Resumability V1 #2034

abhinavg4 · 2026-05-27T20:19:30Z

abhinavg4
May 27, 2026
Maintainer

Curator Pipeline Resumability — Design Discussion

Problem

Curator pipelines processing millions of source files routinely run for
hours. Any non-graceful termination — OOM, autoscale-induced worker kill,
a transient infra issue, or a Ctrl-C — currently means starting over
from scratch. We want users to be able to relaunch the same pipeline with
a checkpoint path and have it pick up exactly where it left off:

result = (
    Pipeline()
    .add(ParquetReader(input_dir="s3://corpus/"))
    .add(LangFilter(min_score=0.9))
    .add(EmbedderStage(model="bge-large"))
    .add(ParquetWriter(output_dir="s3://emb/"))    # writes idempotently
    .run(checkpoint_path="s3://state/job-42.lmdb")
)

This document describes the design we landed on. The companion PR
implements it as a small, isolated layer; if the user doesn't pass
checkpoint_path, nothing in the new layer runs and existing pipelines
behave exactly as today.

Design choices

The four principles below drive every concrete decision.
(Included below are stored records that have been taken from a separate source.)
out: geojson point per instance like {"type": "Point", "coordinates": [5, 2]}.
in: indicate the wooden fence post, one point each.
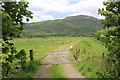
{"type": "Point", "coordinates": [103, 54]}
{"type": "Point", "coordinates": [31, 55]}
{"type": "Point", "coordinates": [76, 55]}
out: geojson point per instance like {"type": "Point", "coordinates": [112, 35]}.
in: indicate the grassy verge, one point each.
{"type": "Point", "coordinates": [29, 71]}
{"type": "Point", "coordinates": [91, 57]}
{"type": "Point", "coordinates": [57, 72]}
{"type": "Point", "coordinates": [38, 45]}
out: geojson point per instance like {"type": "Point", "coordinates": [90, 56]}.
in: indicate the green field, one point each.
{"type": "Point", "coordinates": [91, 54]}
{"type": "Point", "coordinates": [91, 63]}
{"type": "Point", "coordinates": [39, 46]}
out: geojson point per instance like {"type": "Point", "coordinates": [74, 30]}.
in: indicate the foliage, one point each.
{"type": "Point", "coordinates": [8, 51]}
{"type": "Point", "coordinates": [12, 17]}
{"type": "Point", "coordinates": [70, 26]}
{"type": "Point", "coordinates": [110, 37]}
{"type": "Point", "coordinates": [22, 56]}
{"type": "Point", "coordinates": [13, 14]}
{"type": "Point", "coordinates": [111, 13]}
{"type": "Point", "coordinates": [91, 57]}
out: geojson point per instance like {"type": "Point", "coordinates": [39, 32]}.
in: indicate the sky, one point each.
{"type": "Point", "coordinates": [58, 9]}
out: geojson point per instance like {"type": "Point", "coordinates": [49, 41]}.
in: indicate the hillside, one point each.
{"type": "Point", "coordinates": [70, 26]}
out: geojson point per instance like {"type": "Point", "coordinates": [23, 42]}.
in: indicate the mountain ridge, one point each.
{"type": "Point", "coordinates": [69, 26]}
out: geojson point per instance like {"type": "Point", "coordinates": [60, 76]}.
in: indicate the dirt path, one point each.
{"type": "Point", "coordinates": [70, 71]}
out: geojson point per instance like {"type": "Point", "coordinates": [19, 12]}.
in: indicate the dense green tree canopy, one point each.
{"type": "Point", "coordinates": [12, 21]}
{"type": "Point", "coordinates": [111, 13]}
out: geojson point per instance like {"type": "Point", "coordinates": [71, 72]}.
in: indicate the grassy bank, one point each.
{"type": "Point", "coordinates": [57, 72]}
{"type": "Point", "coordinates": [91, 63]}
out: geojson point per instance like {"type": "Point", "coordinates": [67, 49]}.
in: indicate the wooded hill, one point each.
{"type": "Point", "coordinates": [70, 26]}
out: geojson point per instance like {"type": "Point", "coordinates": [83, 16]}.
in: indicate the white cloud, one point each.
{"type": "Point", "coordinates": [47, 17]}
{"type": "Point", "coordinates": [46, 9]}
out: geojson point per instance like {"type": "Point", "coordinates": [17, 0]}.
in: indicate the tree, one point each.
{"type": "Point", "coordinates": [13, 14]}
{"type": "Point", "coordinates": [111, 37]}
{"type": "Point", "coordinates": [111, 13]}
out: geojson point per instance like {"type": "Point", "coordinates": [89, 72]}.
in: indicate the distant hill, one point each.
{"type": "Point", "coordinates": [70, 26]}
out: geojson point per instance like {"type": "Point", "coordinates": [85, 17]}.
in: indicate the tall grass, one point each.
{"type": "Point", "coordinates": [91, 57]}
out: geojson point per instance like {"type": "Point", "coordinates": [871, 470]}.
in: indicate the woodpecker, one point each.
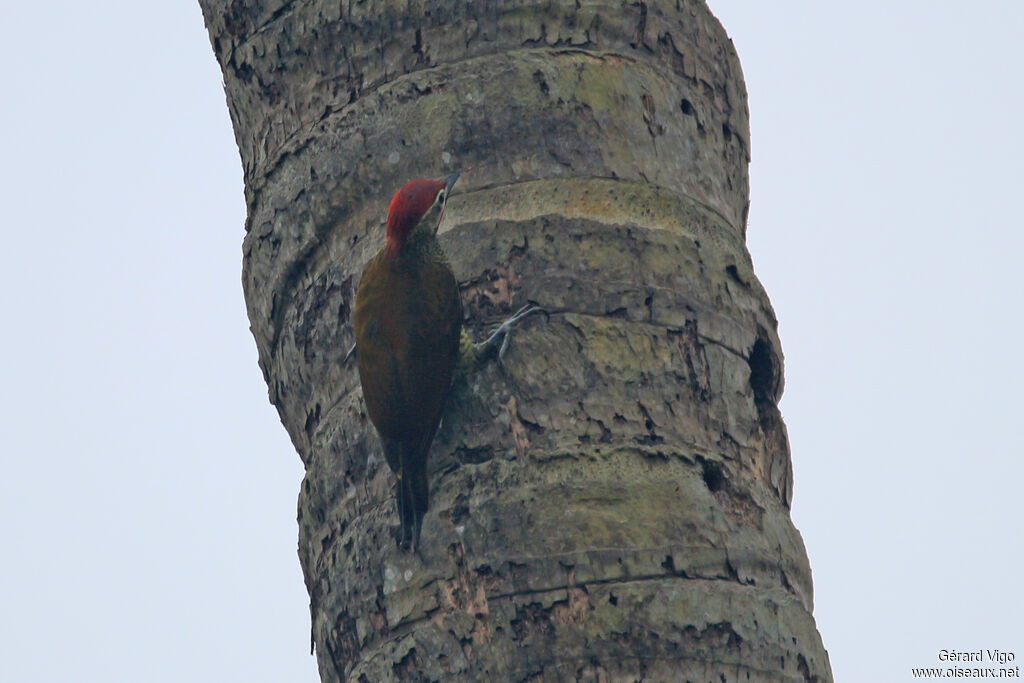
{"type": "Point", "coordinates": [409, 340]}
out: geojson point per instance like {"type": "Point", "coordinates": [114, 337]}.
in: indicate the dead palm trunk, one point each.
{"type": "Point", "coordinates": [610, 504]}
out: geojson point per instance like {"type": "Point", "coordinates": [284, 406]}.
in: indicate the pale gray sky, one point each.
{"type": "Point", "coordinates": [147, 489]}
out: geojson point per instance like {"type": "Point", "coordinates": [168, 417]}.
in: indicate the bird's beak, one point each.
{"type": "Point", "coordinates": [450, 181]}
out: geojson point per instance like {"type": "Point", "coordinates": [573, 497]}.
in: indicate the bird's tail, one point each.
{"type": "Point", "coordinates": [409, 461]}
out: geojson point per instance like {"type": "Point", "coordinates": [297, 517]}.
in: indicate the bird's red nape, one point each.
{"type": "Point", "coordinates": [408, 206]}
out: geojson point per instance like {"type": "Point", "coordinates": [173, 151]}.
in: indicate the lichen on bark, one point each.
{"type": "Point", "coordinates": [611, 501]}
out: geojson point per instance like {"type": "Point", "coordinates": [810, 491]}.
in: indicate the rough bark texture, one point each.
{"type": "Point", "coordinates": [612, 503]}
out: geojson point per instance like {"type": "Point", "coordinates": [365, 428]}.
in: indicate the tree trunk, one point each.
{"type": "Point", "coordinates": [611, 503]}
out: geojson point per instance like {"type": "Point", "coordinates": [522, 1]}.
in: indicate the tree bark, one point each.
{"type": "Point", "coordinates": [611, 503]}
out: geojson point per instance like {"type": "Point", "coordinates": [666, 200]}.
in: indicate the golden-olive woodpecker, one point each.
{"type": "Point", "coordinates": [408, 324]}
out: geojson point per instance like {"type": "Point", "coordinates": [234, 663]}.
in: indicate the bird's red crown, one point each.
{"type": "Point", "coordinates": [408, 207]}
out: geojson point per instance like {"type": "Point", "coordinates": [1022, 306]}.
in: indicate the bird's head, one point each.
{"type": "Point", "coordinates": [416, 210]}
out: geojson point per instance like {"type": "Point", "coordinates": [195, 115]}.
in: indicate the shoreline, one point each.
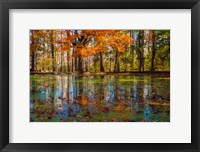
{"type": "Point", "coordinates": [145, 73]}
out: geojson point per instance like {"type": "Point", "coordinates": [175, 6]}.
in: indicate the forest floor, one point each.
{"type": "Point", "coordinates": [143, 73]}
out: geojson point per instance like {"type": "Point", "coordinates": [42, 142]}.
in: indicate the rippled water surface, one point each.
{"type": "Point", "coordinates": [110, 98]}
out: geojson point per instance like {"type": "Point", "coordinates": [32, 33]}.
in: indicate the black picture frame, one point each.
{"type": "Point", "coordinates": [5, 5]}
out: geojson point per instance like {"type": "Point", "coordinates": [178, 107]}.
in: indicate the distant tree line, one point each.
{"type": "Point", "coordinates": [68, 51]}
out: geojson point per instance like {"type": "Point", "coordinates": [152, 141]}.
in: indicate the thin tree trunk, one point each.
{"type": "Point", "coordinates": [52, 52]}
{"type": "Point", "coordinates": [33, 54]}
{"type": "Point", "coordinates": [101, 63]}
{"type": "Point", "coordinates": [116, 62]}
{"type": "Point", "coordinates": [153, 50]}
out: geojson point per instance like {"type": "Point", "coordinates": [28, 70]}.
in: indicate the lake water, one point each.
{"type": "Point", "coordinates": [110, 98]}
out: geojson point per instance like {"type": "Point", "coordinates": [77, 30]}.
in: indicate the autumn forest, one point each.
{"type": "Point", "coordinates": [67, 51]}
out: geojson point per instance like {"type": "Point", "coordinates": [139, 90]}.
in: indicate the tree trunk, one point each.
{"type": "Point", "coordinates": [33, 55]}
{"type": "Point", "coordinates": [80, 68]}
{"type": "Point", "coordinates": [33, 61]}
{"type": "Point", "coordinates": [52, 52]}
{"type": "Point", "coordinates": [116, 68]}
{"type": "Point", "coordinates": [101, 63]}
{"type": "Point", "coordinates": [153, 50]}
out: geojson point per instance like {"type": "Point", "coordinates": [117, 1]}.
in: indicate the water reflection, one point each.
{"type": "Point", "coordinates": [99, 98]}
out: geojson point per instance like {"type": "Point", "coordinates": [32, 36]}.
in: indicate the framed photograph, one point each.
{"type": "Point", "coordinates": [99, 75]}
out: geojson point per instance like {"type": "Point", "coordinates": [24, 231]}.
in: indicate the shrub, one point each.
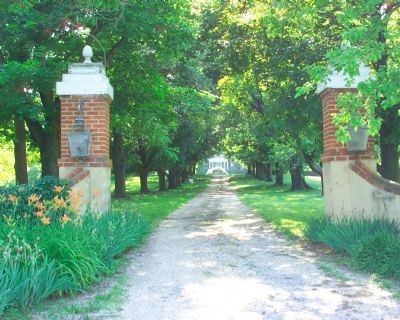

1. Narrow scope; loud refusal outside it

We deliberately support a limited set of stage shapes:

Per-task process(task) — 1 → 0|1|N.
Batched process_batch(tasks) — N → N, strictly positional. The user
marks individual slots with NoneTask (intentional filter) or
FailedTask (retry on resume).
Single-input fan-out — process_batch(tasks) where len(tasks)==1
(the typical case for readers emitting N source partitions from
EmptyTask).

Everything else — cross-source commingling, batched fan-out where
len(input)>1 and len(output)!=len(input), shuffle stages — is rejected
at the stage adapter with a clear ValueError pointing the user at
NoneTask / FailedTask. No silent degradation. If we can't reason
about the lineage, we don't try.

2. Near-zero user-facing surface

For the cases we do support, user stage code does not change. Curator's
existing convention of returning None from process() to mean "filter
this out" continues to work — internally we wrap it as NoneTask. The
two new flags is_source_stage and _is_terminal_stage default
sensibly (first stage and last stage, respectively) so most pipelines
never have to set them. The new public API is one optional argument on
Pipeline.run plus two opt-in sentinels.

3. Built for scale: fire-and-forget + write-once

Two scaling properties are non-negotiable:

Workers never block on the resumability layer. Every counter
update is fire-and-forget — the worker calls the actor's
apply_deltas via .remote() and never ray.gets. Backpressure is
handled by Ray's _max_pending_calls cap on the actor, which is the
only place a worker ever waits on the resumability layer, and only
when the actor is genuinely behind.
One LMDB write per source, at end-of-life. Counter math runs
entirely in memory on the actor. We touch the database only when a
source's pending counter hits zero — at that point we write a single
row (source_id → b"1"). For a 10M-source pipeline that's 10M tiny
writes across the whole run, not per-task or per-batch writes.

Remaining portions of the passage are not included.